Today, Ruangguru's internal team handles most development, exactly as planned from the beginning. Our ongoing role is supporting their continued growth and tackling new technical challenges as they expand across Southeast Asia.
The numbers — 400× peak concurrency, 99.95% availability, 12× API response improvement — are not the story. The story is of 22 million Indonesian students accessing quality education that wasn't previously available to them. The technology made that possible. The partnership made the technology sustainable.
Building an EdTech platform or scaling an existing one? AgileSoftLabs brings the same partnership model and architecture expertise to your platform. Browse our product portfolio, explore our case studies, and contact our team to discuss how we can help.
Frequently Asked Questions (FAQs)
1. How did Ruangguru grow from 100K to 22M students technically?
Started 2016 with 100K users on Node.js monolith serving 10K videos. Migrated Kubernetes/GKE 2018 handling 40x exam spikes. 2022 hit 2M concurrent peaks via auto-scaling across multi-region clusters with intelligent load distribution.
2. What Kubernetes HPA settings managed Ruangguru's 40x spikes?
Horizontal Pod Autoscaler targeted 70% CPU utilization scaling 10x pods in 2 minutes. Cluster Autoscaler provisioned nodes dynamically. Self-healing replaced 5% daily pod failures automatically during exam seasons.
3. Why migrate 90% backend from Node.js to Golang microservices?

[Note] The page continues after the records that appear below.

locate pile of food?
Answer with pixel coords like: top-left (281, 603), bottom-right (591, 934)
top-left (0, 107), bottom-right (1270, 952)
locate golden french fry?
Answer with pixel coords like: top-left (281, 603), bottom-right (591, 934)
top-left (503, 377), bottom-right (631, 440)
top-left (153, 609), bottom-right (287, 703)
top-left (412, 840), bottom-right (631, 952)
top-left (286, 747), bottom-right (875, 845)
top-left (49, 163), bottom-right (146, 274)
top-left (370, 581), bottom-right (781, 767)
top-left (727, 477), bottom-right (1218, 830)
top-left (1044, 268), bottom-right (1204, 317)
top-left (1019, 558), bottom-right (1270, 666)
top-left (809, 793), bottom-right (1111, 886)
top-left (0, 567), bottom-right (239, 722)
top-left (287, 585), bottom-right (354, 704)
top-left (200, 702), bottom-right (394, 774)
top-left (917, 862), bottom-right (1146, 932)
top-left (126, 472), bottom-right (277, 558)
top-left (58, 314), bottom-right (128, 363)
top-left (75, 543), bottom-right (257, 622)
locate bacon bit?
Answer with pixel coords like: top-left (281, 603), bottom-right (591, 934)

Go delivered 10x throughput per instance vs Node event loop limits. Single binary deployments eliminated Docker layer complexity. Goroutines processed 400K concurrent WebSocket connections efficiently.
4. How does Kafka handle Ruangguru's 2M events/second throughput?

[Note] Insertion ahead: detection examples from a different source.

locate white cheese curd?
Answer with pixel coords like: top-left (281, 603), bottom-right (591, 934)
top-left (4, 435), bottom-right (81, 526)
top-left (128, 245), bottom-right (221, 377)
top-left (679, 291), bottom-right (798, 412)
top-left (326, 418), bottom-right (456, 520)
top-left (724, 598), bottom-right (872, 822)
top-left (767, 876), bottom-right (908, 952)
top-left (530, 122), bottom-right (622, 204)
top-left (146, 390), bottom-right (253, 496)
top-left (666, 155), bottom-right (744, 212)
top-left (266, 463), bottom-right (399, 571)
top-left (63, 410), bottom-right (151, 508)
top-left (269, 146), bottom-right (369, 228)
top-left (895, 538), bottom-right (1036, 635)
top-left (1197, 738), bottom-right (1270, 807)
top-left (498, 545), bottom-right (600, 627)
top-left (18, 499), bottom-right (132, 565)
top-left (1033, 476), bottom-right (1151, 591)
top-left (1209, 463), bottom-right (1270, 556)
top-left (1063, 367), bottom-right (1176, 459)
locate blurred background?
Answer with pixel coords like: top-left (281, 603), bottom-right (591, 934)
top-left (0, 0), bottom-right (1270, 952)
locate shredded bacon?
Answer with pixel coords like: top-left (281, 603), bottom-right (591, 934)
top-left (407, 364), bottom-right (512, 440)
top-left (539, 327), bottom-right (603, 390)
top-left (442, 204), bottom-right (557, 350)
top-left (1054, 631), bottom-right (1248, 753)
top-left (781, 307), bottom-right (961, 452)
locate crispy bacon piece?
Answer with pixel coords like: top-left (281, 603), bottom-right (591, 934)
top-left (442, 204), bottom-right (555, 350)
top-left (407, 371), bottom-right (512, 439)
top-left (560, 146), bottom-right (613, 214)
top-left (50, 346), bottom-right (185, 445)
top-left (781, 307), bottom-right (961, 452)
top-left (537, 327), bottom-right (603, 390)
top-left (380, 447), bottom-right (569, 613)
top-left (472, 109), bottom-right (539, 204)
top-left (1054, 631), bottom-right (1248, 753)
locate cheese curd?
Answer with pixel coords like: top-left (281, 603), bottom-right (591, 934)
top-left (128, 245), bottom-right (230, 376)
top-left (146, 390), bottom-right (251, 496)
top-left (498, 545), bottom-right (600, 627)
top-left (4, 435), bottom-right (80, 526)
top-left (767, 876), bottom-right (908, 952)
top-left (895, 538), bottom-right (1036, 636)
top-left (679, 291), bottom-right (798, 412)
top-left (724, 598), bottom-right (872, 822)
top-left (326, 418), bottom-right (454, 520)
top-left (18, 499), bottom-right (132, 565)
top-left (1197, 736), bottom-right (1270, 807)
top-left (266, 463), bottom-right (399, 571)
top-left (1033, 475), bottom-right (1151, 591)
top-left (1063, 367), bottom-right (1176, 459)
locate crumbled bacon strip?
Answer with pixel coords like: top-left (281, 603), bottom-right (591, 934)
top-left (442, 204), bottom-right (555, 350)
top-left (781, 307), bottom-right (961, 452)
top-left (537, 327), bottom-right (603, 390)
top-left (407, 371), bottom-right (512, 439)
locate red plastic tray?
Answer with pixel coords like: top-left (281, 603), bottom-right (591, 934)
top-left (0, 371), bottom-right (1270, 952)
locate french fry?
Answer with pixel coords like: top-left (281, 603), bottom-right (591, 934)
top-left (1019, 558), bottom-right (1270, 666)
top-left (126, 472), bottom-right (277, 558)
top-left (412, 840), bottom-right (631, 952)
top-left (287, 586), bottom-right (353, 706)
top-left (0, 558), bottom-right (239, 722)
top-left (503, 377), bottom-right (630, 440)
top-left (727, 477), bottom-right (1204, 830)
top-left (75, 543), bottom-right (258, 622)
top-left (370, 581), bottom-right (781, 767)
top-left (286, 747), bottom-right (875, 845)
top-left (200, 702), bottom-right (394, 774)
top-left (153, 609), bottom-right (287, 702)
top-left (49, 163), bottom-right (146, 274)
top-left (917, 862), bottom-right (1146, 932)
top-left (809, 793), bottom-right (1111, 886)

12-node Kafka cluster with 3x replication across 3 AZs. Separate exam analytics vs transactional streams. Consumer lag alerts trigger auto-partition rebalancing maintaining <100ms end-to-end latency.
5. What multi-CDN routing ensures 99.9% video delivery uptime?
Cloudflare + Akamai + 3 Indonesian providers with latency-based steering. Dynamic origin failover switches traffic <3s. Pre-cached exam content regionally prevents origin overload during peaks.
6. How does Redis Cluster manage sessions for 22M distributed users?
6-node Redis Cluster (3 master/replicas) with consistent hashing. 30min TTL sessions, multi-region async replication. Jakarta-Singapore reads <50ms via cross-region read replicas.
7. What sharding strategy supports Ruangguru's mixed read/write patterns?
PostgreSQL sharded by user_id (28M registered), 1:5 read replica ratio. ClickHouse analytical cluster for exam reports. Write throughput 2K TPS → 20K TPS post-sharding.
8. How was page load reduced from 6s to 2.1s serving 400K DAU?
React 18 micro-frontends with code splitting, critical CSS extraction. Cloudflare Polish images, GKE service mesh caching. TTFB dropped 60% via edge compute + preconnect optimization.
9. What monitoring prevented Ruangguru's 99.9% SLA violations?
Prometheus/Grafana scraped 10K metrics/second cluster-wide. Datadog APM traced 90% microservices. PagerDuty escalated >5% 5xx errors within 2 minutes to on-call rotation.
10. How did Ruangguru survive exam-day 2M concurrent surges reliably?
Pre-scaled clusters 80% capacity exam week. Per-user rate limits, progressive circuit breakers. CDN overprovisioned 3x forecasted peak. GKE preemptible nodes handled non-critical workloads cost-effectively.